CENÁCULO, O ANDAR DE CIMA
Uma
das cenas mais marcantes da última visita do papa à Terra Santa se deu numa
sala especial, onde “nasceu a Igreja”, diria Francisco. “... e nasceu em saída. Daqui partiu
com o Pão repartido”, acrescentou em seu sermão. Que ambiente era esse, tão
especial, capaz de provocar declarações sucintas e de valor histórico
comprometedor? Aqui nasceu a Igreja, mas já a caminho, saindo, se
comprometendo, assumindo sua missionariedade! Uma sala qualquer, como tantas,
mas especial, escolhida a dedo. Um ambiente santo, um andar acima, certamente
conhecido por Jesus.
Chegava
a Páscoa, a maior de todas! Tão especial que Jesus exigiu uma preparação
meticulosa. “Onde queres que a preparemos?” – era a preocupação dos apóstolos.

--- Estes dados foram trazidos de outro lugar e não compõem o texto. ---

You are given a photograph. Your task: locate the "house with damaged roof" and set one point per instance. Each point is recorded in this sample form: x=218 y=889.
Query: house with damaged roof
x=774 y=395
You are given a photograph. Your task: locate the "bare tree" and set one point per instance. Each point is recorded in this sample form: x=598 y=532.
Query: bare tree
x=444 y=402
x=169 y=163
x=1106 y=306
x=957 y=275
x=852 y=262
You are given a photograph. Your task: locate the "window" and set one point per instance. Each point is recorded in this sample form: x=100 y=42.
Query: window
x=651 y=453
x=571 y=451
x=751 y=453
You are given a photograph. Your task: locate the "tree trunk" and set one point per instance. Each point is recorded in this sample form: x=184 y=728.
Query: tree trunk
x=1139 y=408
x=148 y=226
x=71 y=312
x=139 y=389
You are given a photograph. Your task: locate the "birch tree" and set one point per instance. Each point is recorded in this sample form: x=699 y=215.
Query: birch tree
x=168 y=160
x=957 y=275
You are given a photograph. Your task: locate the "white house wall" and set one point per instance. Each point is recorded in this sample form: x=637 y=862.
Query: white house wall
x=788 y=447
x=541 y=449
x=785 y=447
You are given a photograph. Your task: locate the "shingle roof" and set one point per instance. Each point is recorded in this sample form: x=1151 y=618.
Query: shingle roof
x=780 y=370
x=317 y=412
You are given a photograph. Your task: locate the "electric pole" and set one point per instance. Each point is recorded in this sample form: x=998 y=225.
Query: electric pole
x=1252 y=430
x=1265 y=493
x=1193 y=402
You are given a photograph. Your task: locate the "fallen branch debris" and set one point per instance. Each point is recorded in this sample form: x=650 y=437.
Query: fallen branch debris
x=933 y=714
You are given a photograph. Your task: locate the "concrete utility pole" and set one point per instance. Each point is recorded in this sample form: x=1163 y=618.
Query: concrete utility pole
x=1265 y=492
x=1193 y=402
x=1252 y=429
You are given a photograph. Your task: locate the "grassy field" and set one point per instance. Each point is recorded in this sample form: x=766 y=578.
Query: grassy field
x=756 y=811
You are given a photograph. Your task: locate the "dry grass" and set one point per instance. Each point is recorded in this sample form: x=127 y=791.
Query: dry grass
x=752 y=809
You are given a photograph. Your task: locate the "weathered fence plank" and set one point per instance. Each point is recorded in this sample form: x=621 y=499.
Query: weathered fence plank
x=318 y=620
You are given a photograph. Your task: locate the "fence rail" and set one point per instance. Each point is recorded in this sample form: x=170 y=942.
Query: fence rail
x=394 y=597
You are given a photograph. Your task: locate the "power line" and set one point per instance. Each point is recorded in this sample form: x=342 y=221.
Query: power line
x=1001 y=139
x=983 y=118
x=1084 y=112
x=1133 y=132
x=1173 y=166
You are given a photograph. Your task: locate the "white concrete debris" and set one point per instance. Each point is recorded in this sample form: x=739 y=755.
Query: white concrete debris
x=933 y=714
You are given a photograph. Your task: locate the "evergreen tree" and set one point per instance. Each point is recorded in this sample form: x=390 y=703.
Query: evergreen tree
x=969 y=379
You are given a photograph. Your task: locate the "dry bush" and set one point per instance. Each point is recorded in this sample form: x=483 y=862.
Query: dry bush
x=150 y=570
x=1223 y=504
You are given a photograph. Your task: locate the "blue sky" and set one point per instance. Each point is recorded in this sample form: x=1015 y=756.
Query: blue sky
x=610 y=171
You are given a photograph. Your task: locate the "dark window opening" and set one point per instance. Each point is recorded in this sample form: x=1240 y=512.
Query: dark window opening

A resposta foi detalhista: “Ao entrardes na cidade, encontrareis um homem
carregando uma bilha de água; segui-o até à casa em que ele entrar, e direis ao
dono da casa: O Mestre pergunta-te: Onde está a sala em que comerei a Páscoa
com os meus discípulos? Ele vos mostrará no andar superior uma grande sala
mobiliada, e ali fazei os preparativos” (Lc 22, 9-12). Então foram. Encontraram
tudo conforme predissera Jesus. Encontraram a misteriosa sala que foi cenário
(daí seu nome, cenáculo; sala da ceia) de dois grandiosos mistérios do
cristianismo: o milagre eucarístico e a difusão do Espírito.
Sim,
foi esse ambiente a incubadora da Igreja. Primeiro no gesto de serviço, quando
Jesus ali recebeu seus discípulos como se os recebesse em sua própria casa, a
ponto de exercer pessoalmente o ritual do lava-pés. Igreja é comunidade de
serviço... Depois no ritual do sacrifício, quando um aparente banquete se torna
símbolo da doação total... É Jesus que se oferece por nós ao Pai. Igreja é pão
repartido, que parte, reparte... Depois, nos momentos de dor e perseguição,
tornou-se o refúgio, a sala de apoio mútuo, com Maria entre eles. Igreja é a
Casa Paterna, onde Maria também reina e conforta... Por fim, era lá que
buscavam forças: “Tendo entrado no cenáculo, subiram ao quarto de cima, onde
costumavam permanecer” (At 1,13). Então, era ou não um local abençoado?
A
prova veio quarenta dias depois daquela fatídica Páscoa. “Chegando o dia de
Pentecostes, estavam todos reunidos no mesmo lugar (ao redor daquela mesa,
naquela mesma sala). De repente veio do céu um ruído, com se soprasse um vento
impetuoso”... (At 2, 1-2). O mesmo cenário do banquete, do pão que se tornou
carne, da vinho feito sangue, da dor, da perseguição, do amparo de Maria, da
consolação, agora se tornava cenário da Fé plena, audaciosa, sem barreiras, sem
fronteiras. Por isso, nos disse o papa Francisco: “aqui a Igreja nasceu em
saída”. Pronta, destemida, renovada em seu ardor missionário, ungida pelo
Espírito Santo de Deus! O milagre de Pentecostes completou o milagre da mesa
redentora, o altar eucarístico.
“Quanto
amor, quanto bem brotou do Cenáculo. Quanta caridade saiu daqui, como um rio da
nascente, que no início é apenas um riacho, mas depois se alarga e torna-se
imenso”, completou Francisco. Então é isso: a Igreja nasceu um andar acima da
realidade conflituosa que cerceia a humanidade; um degrau acima dos nossos
dilemas e inseguranças. O cenário especial era quase um pedacinho do céu entre
nós, a casa de Deus, os aposentos especiais como aqueles que nos aguardam no
andar de cima. Daí a enxergarmos nossos templos de fé como pequenas células da
casa de Deus, cenáculos miraculosos que nos acolhem, amparam, restauram nossas
forças e nos enviam ou devolvem ao mundo, é o mínimo que se espera dum bom
cristão. Porque Igreja-templo é também o local sagrado, o ponto de referência
de que necessitamos para fazer brotar em nós a água-viva; a mesma água que irá
saciar o coração humano e dará ao mundo a imensa alegria da revelação cristã. Igrejas,
pequenos oásis entre nós!
“E
o Senhor cada dia lhes ajuntava outros, que estavam a caminho da salvação”.